I fear that’s impossible to tell. As originally stated, the only 6 GHz AP I have is my Pixel 9, and Android can’t show that information for its hotspots afaik. And apps running on the phone that could tell can’t show the WiFi signal sent out by the device. And since my FW16 doesn’t show that WiFi, I can’t use it to tell either. And I’m not sure if any Linux programm running e.g. in Termux on my phone could tell that.
And you are sure the ap on the pixel actually works?
I think this’ll be hard to diagnose without a known working 6ghz ap.
You could try booting a windows to go stick and see if it works there to confirm the ap part works then it can be narrowed down to a linux speciffic issue.
Impossible to tell, but also I have no reason to believe it doesn’t. For that to be a thing it would have to have been broken for like half a year, and I’d probably read about that somewhere.
That’s (still) a thing? I remember Windows 8 was able of that. I’ll have to look into how to create one.
EDIT: aaand I’ll have to get a 64 GB USB stick first, as Windows is such a bloated sow…

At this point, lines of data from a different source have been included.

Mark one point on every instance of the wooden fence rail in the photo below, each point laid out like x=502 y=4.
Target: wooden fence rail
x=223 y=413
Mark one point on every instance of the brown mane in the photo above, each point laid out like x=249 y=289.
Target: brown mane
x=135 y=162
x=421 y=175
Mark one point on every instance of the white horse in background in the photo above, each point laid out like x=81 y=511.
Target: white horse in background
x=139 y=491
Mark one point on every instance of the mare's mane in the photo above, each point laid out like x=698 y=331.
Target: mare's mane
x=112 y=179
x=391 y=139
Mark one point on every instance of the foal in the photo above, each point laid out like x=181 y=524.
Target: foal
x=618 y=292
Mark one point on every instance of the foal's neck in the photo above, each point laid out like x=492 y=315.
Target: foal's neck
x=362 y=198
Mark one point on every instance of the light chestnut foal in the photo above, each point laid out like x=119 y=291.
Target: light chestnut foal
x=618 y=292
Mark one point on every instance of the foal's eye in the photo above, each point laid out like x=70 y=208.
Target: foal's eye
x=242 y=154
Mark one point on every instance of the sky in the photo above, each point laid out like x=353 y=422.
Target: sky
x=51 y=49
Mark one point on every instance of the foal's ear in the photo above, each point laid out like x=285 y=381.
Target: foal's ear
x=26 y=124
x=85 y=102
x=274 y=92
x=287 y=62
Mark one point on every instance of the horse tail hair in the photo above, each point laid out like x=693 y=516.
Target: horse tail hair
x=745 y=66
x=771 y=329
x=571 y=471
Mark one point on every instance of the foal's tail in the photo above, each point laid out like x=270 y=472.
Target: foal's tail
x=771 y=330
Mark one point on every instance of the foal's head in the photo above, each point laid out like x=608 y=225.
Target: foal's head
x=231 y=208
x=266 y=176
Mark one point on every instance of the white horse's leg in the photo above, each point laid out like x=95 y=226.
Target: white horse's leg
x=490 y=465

Rufus, though I am not sure how you could run that on linux. What a dilemma, you need running windows to make windows to go XD
I could swear one of my windows to go sticks is 32gb but going with 64+ (and a reasonably fast one) isn’t a bad idea.
I’ve got a VM (I’d have to look into how to pass through a USB Stick) and I have an ancient Win10 desktop PC that I barely ever touch, so thankfully I’m good to go.